"Technological neutrality" is a hot topic in government surveillance law. It posits that new technologies (such as WiFi and cryptography) that enhance privacy should be required, by law, to be altered in order to provide governments the same amount of ability to spy on private conversations as they had with previous technology. The argument is that we must decrease our legal rights in order to hold constant governments' abilities to spy on us.
A big assumption lies in choosing the technological baseline of surveillance. Usually this is, conveniently for governments, chosen to correspond to some high-water mark of surveillance, for example the copper era when phone exchanges were centralized and wiretaps required only splicing together copper cables.

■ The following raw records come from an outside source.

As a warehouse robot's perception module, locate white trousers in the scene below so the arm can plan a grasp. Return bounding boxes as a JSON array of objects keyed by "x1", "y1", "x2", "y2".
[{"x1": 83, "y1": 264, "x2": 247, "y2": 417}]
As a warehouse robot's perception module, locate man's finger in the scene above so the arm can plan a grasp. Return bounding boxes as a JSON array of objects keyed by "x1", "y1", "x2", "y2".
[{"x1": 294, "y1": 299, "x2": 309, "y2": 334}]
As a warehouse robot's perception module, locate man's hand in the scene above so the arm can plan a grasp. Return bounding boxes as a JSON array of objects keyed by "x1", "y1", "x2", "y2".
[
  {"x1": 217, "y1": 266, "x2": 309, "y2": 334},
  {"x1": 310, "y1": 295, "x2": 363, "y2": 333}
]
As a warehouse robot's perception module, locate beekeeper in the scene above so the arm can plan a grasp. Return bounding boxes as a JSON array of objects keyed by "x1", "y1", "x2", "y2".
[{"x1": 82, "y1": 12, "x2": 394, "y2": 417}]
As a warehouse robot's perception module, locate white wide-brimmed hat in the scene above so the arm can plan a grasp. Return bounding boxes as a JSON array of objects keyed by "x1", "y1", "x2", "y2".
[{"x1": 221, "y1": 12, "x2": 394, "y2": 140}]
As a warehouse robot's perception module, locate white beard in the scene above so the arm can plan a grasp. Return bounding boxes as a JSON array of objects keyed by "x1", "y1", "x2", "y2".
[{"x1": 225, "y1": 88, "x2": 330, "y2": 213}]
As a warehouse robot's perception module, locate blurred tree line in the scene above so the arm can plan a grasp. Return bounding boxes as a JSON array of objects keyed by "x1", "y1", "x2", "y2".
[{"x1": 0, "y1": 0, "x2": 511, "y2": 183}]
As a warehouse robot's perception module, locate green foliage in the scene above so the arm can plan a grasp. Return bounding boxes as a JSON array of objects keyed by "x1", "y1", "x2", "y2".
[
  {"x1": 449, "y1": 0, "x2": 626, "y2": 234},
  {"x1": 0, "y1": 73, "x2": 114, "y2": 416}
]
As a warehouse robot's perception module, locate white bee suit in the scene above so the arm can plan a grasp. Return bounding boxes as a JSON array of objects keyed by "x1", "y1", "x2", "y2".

The most accurate baseline, however, is the baseline abilities of surveillance that our laws, especially our Constitutional laws, were designed for. In the United States, the Fourth Amendment was designed for a world in which governments had no ability to wiretap. If a government wanted to spy on your conversation they had to do it the same way they can still do now -- by following you around and listening in person (or at least in the next room). On very rare occasions, you might write a letter and the government might open your mail, for which "paper" the Fourth Amendment required a search warrant based on swearing under oath that there was probable cause to suspect a crime related to that mail.
In short, the "technological neutrality" argument, if applied correctly, leads to the opposite conclusion reached by its proponents. Rather than reacting to privacy technologies by reducing further our legal rights, instead we should be expanding our legal privacy rights and encouraging privacy technologies until we return to the baseline of government surveillance abilities for which the Fourth Amendment and similar protections were designed.